Why Conviction Matters

Four SPC founders share what it takes to build conviction and start a company.

Why Conviction Matters

Victor Hunt is a current SPC member based in New York City. He previously founded and exited Astorian, which connected property managers and contractors for building repairs.


For a founder to have any chance of success, they need conviction.

Conviction is the difference between believing in something and acting on that belief. Between should be and will be.

For me, building conviction to start my first company, Astorian, was more about peeling away hesitation than it was about finding an idea worth betting on. It was clear to me that hiring contractors was broken and no one was addressing the problem. I just wanted to solve my own headache.

My father was a professional sports bettor and he used to tell me, “it’s not a bet until the chips are down.” It was tempting to build Astorian as a side project with job offers from Blackstone and Google on the table. But no great business was built only working the weekends. So against a backdrop of fear and judgment from friends and family, I went all in.

SPC is a community built around finding what it takes to go all in. With founding my second company in mind, I’m no longer building conviction against a tide of pessimism but riding a wave of rational optimism. That optimism is fueled by the community. Everyone is embracing the uncertainty of the -1 to 0 phase and supporting each other along the way. Equally motivating is the guidance from SPC founders further along their journey like Joe, Laila, and Grey. We recently hosted a panel discussion with these founders at SPC-NYC on how they built conviction to start their companies.

Hearing the stories of other founders underscores an important point: conviction-building looks different for different people. We founders tend to create our own heuristics for when to stop exploring and take action. For Joe, Titan came from an emotional need to solve wealth creation for his friends. Fascinated by the history of money, Joe understood that building wealth required a certain kind of access and infrastructure unavailable to most people.

It was easy for Joe to care deeply about this problem, but for Titan to be a bet worth taking it had to offer a non-consensus answer to the problem of wealth creation. Only a non-consensus bet made the outcome worth the cost. This made long odds and pushback a positive signal and a source of conviction. Joe and his co-founders had the courage early on to ignore what the available data suggested was an impossible task. As Joe said, “if I listened to all the startup blogs I read, I wouldn’t be here today.”

Sometimes you just have to build for yourself. That’s exactly what Laila did when she decided to start Winter to make buying NFTs a delightful experience. Like many SPC members, Laila didn’t start out knowing what she would build. As a photographer with friends in both art and tech, Laila had heard of NFTs and wanted her own. Her excitement shifted to frustration after realizing how difficult purchasing an NFT was.

She wasn’t alone. Laila’s friends also had painful experiences buying NFTs. Having spent years building an excellent user experience at Stripe, Laila had the confidence she needed to solve this problem.

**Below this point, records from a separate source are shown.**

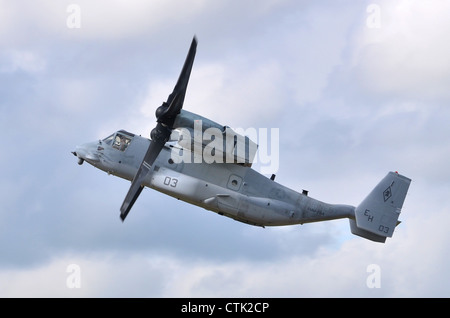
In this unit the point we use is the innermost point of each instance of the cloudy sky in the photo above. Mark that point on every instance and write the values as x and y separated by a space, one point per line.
356 88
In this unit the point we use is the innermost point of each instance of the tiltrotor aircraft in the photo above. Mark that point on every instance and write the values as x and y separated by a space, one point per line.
228 187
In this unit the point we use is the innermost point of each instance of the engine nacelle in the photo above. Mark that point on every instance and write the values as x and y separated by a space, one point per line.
212 141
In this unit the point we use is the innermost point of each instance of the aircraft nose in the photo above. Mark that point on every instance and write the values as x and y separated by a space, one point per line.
85 152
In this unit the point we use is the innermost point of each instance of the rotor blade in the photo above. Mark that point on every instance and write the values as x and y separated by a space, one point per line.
136 185
176 98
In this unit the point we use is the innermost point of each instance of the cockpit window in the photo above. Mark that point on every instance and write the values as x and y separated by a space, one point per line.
108 140
121 141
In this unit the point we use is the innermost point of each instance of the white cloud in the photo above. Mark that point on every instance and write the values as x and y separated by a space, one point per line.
407 55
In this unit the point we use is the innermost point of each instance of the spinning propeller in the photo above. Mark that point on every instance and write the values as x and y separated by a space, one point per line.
165 115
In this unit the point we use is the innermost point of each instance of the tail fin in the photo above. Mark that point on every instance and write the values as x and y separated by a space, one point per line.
377 215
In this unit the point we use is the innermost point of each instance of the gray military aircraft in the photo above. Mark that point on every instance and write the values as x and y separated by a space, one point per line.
228 187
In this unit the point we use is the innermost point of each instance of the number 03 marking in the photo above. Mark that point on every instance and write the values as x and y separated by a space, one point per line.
171 182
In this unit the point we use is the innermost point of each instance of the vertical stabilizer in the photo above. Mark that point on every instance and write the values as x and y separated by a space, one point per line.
378 213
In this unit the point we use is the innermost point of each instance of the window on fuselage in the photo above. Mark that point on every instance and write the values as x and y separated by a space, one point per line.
108 140
121 141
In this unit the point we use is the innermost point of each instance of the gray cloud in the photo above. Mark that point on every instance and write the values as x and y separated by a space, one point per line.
351 103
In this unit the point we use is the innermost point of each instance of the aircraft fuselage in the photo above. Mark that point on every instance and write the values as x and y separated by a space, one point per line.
229 189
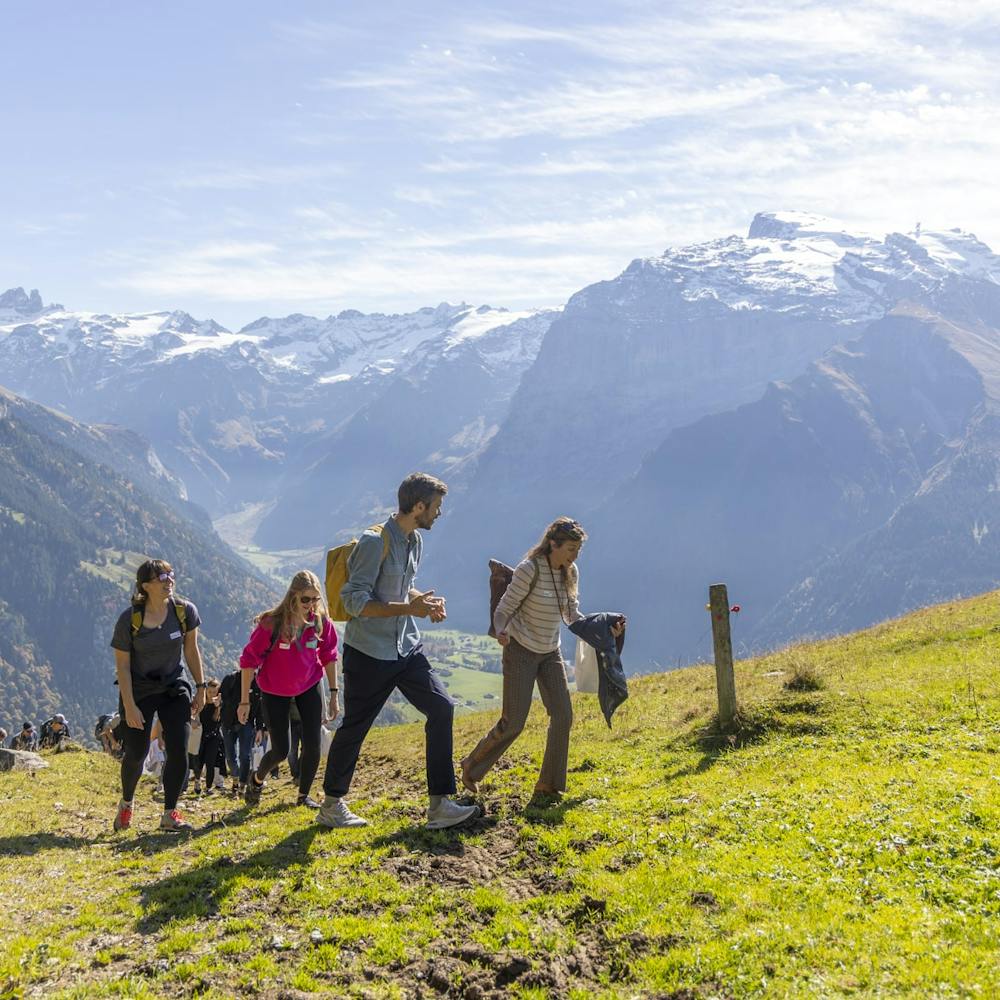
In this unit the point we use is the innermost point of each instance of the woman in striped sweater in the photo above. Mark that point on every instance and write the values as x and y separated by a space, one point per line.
542 595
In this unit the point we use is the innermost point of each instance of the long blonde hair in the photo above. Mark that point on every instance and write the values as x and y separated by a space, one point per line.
562 529
279 618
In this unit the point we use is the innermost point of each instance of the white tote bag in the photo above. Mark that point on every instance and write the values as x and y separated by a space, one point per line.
585 667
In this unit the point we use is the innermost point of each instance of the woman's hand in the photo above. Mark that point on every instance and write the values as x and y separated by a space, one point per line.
133 717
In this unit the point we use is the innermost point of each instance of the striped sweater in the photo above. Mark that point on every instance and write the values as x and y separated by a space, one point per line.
535 621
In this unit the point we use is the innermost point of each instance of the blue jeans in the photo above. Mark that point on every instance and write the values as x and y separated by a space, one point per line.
243 735
367 685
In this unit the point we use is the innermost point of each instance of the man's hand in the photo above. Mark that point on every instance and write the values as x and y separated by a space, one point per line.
426 605
133 717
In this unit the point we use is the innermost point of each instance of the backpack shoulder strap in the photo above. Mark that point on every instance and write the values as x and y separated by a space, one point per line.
531 586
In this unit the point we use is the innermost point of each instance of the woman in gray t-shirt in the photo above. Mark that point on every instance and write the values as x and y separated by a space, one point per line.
150 638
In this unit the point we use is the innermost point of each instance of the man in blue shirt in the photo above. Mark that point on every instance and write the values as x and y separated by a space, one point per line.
382 653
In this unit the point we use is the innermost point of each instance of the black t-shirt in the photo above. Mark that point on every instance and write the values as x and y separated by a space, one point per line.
155 659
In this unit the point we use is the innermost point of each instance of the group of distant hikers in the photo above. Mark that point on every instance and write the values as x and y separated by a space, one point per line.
51 734
294 644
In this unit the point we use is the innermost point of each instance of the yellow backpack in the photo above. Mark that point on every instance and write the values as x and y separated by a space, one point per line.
337 573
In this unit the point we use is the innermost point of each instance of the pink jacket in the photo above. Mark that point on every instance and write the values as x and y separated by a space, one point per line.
291 667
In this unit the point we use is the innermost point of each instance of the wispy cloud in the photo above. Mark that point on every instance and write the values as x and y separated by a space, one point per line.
512 153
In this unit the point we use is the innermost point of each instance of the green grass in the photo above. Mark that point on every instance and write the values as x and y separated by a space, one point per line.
844 842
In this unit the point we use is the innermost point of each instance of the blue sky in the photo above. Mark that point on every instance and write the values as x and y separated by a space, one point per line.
241 159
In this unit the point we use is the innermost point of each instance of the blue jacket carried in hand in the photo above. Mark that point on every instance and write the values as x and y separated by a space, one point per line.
595 630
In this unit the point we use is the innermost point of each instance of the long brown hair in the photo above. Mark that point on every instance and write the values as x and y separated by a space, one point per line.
562 529
279 618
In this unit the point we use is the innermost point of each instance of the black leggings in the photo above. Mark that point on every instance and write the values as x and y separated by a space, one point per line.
174 711
276 707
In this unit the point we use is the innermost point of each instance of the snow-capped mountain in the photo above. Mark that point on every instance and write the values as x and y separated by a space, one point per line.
227 410
698 330
767 409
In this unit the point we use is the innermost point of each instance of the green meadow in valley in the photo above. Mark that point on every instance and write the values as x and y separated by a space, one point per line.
844 842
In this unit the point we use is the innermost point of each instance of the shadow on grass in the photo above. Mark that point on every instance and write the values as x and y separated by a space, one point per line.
200 892
785 718
548 812
33 843
451 841
157 840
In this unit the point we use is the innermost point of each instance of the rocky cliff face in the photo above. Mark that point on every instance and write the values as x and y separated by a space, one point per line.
809 502
237 416
697 331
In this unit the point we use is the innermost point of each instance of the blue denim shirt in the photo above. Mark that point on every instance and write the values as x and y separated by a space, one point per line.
370 579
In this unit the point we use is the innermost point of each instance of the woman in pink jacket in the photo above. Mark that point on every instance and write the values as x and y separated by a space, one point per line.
290 648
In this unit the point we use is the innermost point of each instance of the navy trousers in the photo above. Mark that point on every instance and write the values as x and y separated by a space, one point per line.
367 685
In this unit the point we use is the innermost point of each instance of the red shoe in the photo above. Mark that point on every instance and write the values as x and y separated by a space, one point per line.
173 820
124 818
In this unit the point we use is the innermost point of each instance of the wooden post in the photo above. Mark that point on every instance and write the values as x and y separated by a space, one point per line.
725 682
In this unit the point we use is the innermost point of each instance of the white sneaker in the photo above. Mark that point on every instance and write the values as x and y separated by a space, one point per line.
335 813
449 813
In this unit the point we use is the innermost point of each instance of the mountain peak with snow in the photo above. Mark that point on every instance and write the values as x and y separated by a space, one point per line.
17 300
797 262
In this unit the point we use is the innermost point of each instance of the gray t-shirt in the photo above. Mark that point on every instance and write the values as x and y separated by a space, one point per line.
155 659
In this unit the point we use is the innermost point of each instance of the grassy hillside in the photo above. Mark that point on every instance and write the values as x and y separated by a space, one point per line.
845 843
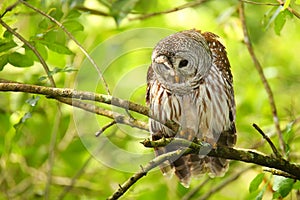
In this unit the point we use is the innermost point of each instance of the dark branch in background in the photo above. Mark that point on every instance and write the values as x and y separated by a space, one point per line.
9 8
30 46
274 149
60 25
187 5
294 12
194 191
144 170
260 3
224 184
262 77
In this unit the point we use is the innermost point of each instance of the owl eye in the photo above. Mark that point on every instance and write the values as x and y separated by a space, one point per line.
183 63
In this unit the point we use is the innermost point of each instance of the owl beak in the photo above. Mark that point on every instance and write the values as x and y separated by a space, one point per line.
176 77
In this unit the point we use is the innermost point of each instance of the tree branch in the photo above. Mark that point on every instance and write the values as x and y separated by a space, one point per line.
30 46
243 155
274 149
60 25
187 147
262 77
144 170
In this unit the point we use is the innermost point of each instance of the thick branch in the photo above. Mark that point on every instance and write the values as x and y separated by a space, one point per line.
144 170
52 92
232 154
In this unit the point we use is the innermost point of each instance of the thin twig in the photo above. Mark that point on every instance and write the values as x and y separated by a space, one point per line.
30 46
187 5
93 11
279 173
52 145
274 149
105 127
118 118
224 184
294 12
194 191
260 3
144 170
9 8
60 25
262 77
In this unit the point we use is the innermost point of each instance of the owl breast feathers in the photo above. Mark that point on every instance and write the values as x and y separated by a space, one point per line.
190 83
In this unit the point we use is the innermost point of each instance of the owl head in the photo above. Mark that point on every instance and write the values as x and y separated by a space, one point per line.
181 61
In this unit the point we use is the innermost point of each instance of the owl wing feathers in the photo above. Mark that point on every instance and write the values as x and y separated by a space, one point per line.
212 107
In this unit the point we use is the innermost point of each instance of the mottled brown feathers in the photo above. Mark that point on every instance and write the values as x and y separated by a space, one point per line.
189 82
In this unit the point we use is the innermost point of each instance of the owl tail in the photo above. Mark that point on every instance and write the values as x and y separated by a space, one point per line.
193 165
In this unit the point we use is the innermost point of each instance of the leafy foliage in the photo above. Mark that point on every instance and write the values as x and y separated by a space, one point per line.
49 150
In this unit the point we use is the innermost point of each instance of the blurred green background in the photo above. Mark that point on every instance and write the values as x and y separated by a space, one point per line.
46 146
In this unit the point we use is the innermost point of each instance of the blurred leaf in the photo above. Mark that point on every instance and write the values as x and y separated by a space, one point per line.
296 185
33 100
57 36
56 13
3 61
256 182
26 116
44 24
73 26
73 14
4 46
271 15
282 186
106 3
280 21
261 194
286 4
8 35
19 60
121 8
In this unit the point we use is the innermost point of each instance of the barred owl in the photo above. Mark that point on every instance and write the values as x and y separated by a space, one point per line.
189 82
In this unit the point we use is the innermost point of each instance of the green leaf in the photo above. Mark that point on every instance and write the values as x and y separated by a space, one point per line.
3 61
7 35
286 4
121 8
33 100
73 14
40 48
256 182
296 185
282 186
19 60
73 26
271 15
4 46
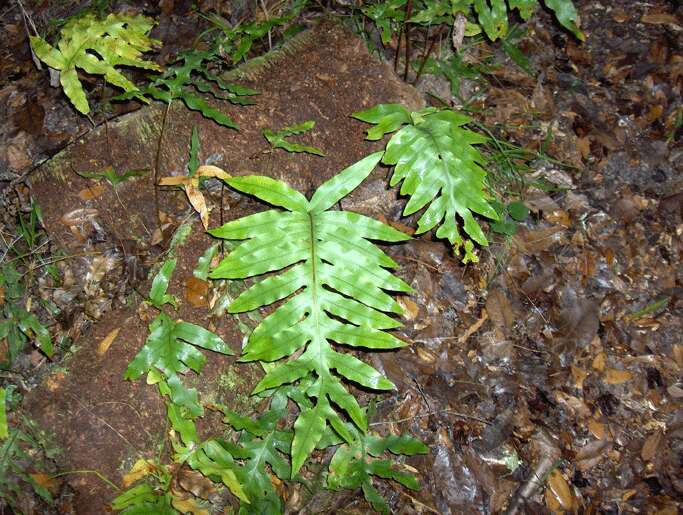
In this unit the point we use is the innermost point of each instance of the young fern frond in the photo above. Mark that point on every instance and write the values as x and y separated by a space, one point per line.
334 285
439 165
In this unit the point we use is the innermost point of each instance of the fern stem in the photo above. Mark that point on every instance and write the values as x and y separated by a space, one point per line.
409 11
425 57
398 48
155 175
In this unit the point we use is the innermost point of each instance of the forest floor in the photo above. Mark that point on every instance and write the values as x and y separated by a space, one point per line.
545 378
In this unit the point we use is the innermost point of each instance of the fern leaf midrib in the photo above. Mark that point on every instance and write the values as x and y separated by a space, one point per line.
315 309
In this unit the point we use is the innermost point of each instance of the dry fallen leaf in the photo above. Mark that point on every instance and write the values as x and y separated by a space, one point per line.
140 469
196 483
188 505
51 484
616 376
106 342
410 309
599 362
651 445
661 19
91 193
191 186
197 292
596 428
559 488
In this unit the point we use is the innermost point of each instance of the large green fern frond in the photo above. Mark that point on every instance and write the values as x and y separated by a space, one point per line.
334 288
439 165
97 47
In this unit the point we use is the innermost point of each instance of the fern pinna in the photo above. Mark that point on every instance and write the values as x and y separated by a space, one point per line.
436 159
334 288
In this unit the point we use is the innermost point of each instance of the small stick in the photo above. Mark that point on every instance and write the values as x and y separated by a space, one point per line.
425 56
156 165
409 12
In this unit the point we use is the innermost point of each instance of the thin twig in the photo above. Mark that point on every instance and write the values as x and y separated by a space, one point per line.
156 165
425 56
398 48
409 12
430 413
96 472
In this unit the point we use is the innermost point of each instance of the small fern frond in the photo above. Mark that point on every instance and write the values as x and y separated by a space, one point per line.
435 159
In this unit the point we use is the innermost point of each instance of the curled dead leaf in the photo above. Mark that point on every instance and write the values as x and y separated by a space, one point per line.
196 483
197 292
410 309
559 488
78 216
187 505
599 362
106 342
51 484
91 193
140 469
651 445
597 429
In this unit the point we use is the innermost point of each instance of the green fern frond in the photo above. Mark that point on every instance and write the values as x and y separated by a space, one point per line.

Laila developed her conviction by pursuing an idea she was intrinsically motivated to solve. While it’s possible to have conviction in something without intrinsic interest, without it you’re less likely to succeed. Intrinsically motivated founders stick around when times get hard. They keep building because they want the solution.

Grey and his co-founder took a different approach on the path to their company Starlight. At first, it was easy to feel strongly about some ideas and dig into solutions before validating the problem that needed solving. Building solution-first, Grey realized, was like building a house of cards. It fed their ego but didn’t build conviction. After joining the SPC Founder Fellowship, Grey realized he needed to stop selling and start listening.

In pushing ahead with experiments grounded in listening, Grey and his co-founder discovered a broadly-shared problem: managing crypto at a company level. They struggled with it in web3 experiments and the companies they talked to regularly shared their frustration. Each echo of the problem was a potential customer asking for a solution. The frequency and consistency of the complaint built Grey’s conviction: this was a problem people wanted solved, and he could solve it. Starlight was born.

As these examples show, there is no one way to build conviction. The process for one founder might look very different than it does for another. Each introduces its own risks and blindspots. But the outcome is strictly necessary for any startup to succeed. Without conviction, you will fail.

Building a company is painful. Astorian taught me that what makes it worthwhile is the incremental realization of a strongly desired idea. It’s turning intention into reality. It is creation itself. Some days feel like the end of the world and others feel like a beautiful dream. Conviction is what keeps you going regardless. Now, as I build conviction all over again, I’m energized every day by a community of people doing the same.